On Thu, 18 Jan 2024 20:08:27 GMT, Justin Lu <[email protected]> wrote:
>> Hi @justin-curtis-lu,
>>
>> Thanks a lot for taking a look, I am glad for any other set of eyes on this
>> tricky stuff!
>>
>>> As it stands, it would be inconsistent to have the closing bracket quoted
>>> and the opening bracket not quoted.
>>
>> You're right - the problem exists with both `{` and `}`, as is shown here
>> (unmodified jshell):
>>
>>
>> $ jshell
>> | Welcome to JShell -- Version 17.0.9
>> | For an introduction type: /help intro
>>
>> jshell> import java.text.*;
>>
>> jshell> new MessageFormat("Test: {0,number,foo'{'#.00}");
>> $2 ==> java.text.MessageFormat@951c5b58
>>
>> jshell> $2.toPattern()
>> $3 ==> "Test: {0,number,foo{#.00}"
>>
>> jshell> new MessageFormat($3)
>> | Exception java.lang.IllegalArgumentException: Unmatched braces in the
>> pattern.
>> | at MessageFormat.applyPattern (MessageFormat.java:521)

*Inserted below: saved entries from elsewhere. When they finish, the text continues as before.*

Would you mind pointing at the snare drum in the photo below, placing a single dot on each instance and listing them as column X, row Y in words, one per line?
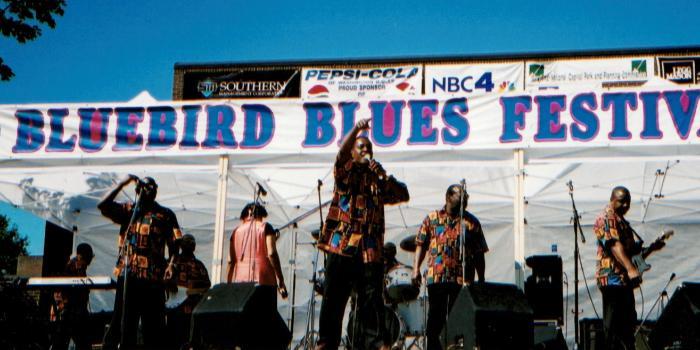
column 414, row 314
column 399, row 286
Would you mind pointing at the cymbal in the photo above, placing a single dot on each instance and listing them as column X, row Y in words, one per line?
column 408, row 244
column 315, row 234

>> | at MessageFormat.<init> (MessageFormat.java:371)
>> | at (#4:1)
>>
>>
>> I've been missing the forest for the trees a bit and I think the fix can be
>> simpler now.
>>
>> For the record, here is my latest understanding of what's going on...
>>
>> 1. When `MessageFormat.toPattern()` constructs the combined pattern string,
>> it concatenates the plain text bits, suitably escaped, and the pattern
>> strings from each subformat.
>> 1. The subformat strings are already escaped, in the sense that you can take
>> (for example) a `ChoiceFormat` format string and use it as-is to recreate
>> that same `ChoiceFormat`, but they are escaped _only for their own purposes_.
>> 1. The original example is an example of where this matters - `ChoiceFormat`
>> needs to escape `#`, `|`, etc., but doesn't need to escape `{` or `}` - but
>> a `MessageFormat` format string does need to escape those.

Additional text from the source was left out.